Signs of cancer can be spotted years before diagnosis, says study that could lead to early detection
Early signs of cancer can appear years before the disease is diagnosed in a person, says the largest ever study of cancer genetics.
Developing tests for these genetic signs could provide new ways to spot cancer early, say researchers who analyzed 47 million genetic changes in more than 2,600 human tumors, across 38 cancer types. This ranged from common cancers like colorectal and breast cancers to rare cancer types, including pancreatic and brain cancers.
Cancer occurs when mutations or changes are introduced into healthy cells as they grow and divide. A new method developed by the experts can identify mutations that occurred years, sometimes even decades, before the tumor appeared. This opens a window of opportunity for early cancer detection.
The analysis has enabled researchers to create the first complete atlas of genomes to compare the cancers and find the common mutations between them. This is an atlas of the root causes of all common forms of cancer.
It has been created by an effort known as PCAWG — the Pan Cancer Analysis of Whole Genomes or the Pan-Cancer Project. The project, involving over 1,300 scientists and clinicians from 37 countries, represents the culmination of more than a decade of ground-breaking work in studying the cancer genome, as well as creating a huge resource of primary cancer genomes.
The researchers identified cancer types in which mutations tend to happen particularly early, for example, ovarian cancer and two types of brain tumors — glioblastoma and medulloblastoma. The team also revealed the specific changes that are likely to happen early in each of the more than 30 cancer types.
“We've developed the first timelines of genetic mutations across the spectrum of cancer types. For more than 30 cancers, we now know what specific genetic changes are likely to happen, and when these are likely to take place. Unlocking these patterns means it should now be possible to develop new diagnostic tests that pick up signs of cancer much earlier," says Peter Van Loo, co-lead author and group leader in the Cancer Genomics Laboratory at the Crick, in the analysis.
Previously, researchers had studied only the mutations found in protein-coding regions — which is just 1 percent of the genome. The atlas includes the non-coding regions that makeup 99% of the genome.
The findings have been published in over 20 papers in Nature and its affiliated journals.
The cancer 'drivers'
There are many different ways that your genetic blueprint can be damaged and that damage can ultimately give rise to the development of cancer. For each given cancer type there are particular types of damage.
Researchers found on average, any given tumor has four to five key mutations — changes to the genetic blueprint — that are responsible for driving that disease. Those mutations can vary a great deal for each cancer type.
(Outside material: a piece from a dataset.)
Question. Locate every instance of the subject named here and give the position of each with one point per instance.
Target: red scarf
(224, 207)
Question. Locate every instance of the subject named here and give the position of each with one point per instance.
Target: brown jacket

Previously, researchers were aware of one or two drivers, that is, genetic changes that contribute to cancer.
By looking at how many times a single change had been replicated and copied across chromosomes, the researchers were able to determine the order in which they happened and the relative timing between them.
Using this method, they found that just over 20 percent of mutations can be considered early events in a tumor's development, with some of these changes taking place years, even decades, before the cancer is found. Of these early mutations, half fall within the same nine genes, meaning there is a small number of genes that are common drivers of early cancer development.
According to the researchers, this work is helping to answer a long-standing medical difficulty — why two patients with what appears to be the same cancer can have very different outcomes to the same drug treatment.
“We show that the reasons for these different behaviors are written in the DNA. The genome of each patient's cancer is unique, but there are a finite set of recurring patterns, so with large enough studies we can identify all these patterns to optimize diagnosis and treatment," said Dr Peter Campbell, member of the Pan-Cancer Project steering committee and Head of Cancer, Ageing and Somatic Mutation at the Wellcome Sanger Institute, UK.
According to the analysis, one of the most common early changes in many cancers, including ovarian cancer, affects a gene called TP53. In glioblastoma, an extra copy of chromosome 7 is very frequently gained early, while for pancreatic and neuroendocrine cancers, several chromosomes are lost in the initial stages of tumor development, says the analysis.
"What's extraordinary is how some of the genetic changes appear to have occurred many years before diagnosis, long before any other signs that a cancer may develop, and perhaps even in apparently normal tissue," said Clemency Jolly, co-lead author and Ph.D. student in the Cancer Genomics Laboratory at the Crick, in the study findings.
University of Melbourne Professor Sean Grimmond, who holds the Bertalli Chair in Cancer Medicine, said the atlas provides a solid foundation to understand which pathways may be damaged in each cancer type. Researchers are close to cataloging all of the biological pathways involved in cancer and having a fuller picture of their actions in the genome.
The team said now that there is a harmonized dataset, experts can start to learn from their knowledge of one cancer and apply it to another. For example, if there is a mutation in breast cancer that may be vulnerable to a particular therapy, we can answer the question of how frequent is that same mutation occurring in other cancer types.
"This research will help identify what types of genetic tests are needed for each cancer type — filling in potential existing gaps that we did not even know were there. It demonstrates better than ever before how similar damage can cause cancer in different tissues — implications mean that a breast cancer drug, for example, could be effectively used to treat oesophageal cancer,” said Grimmond.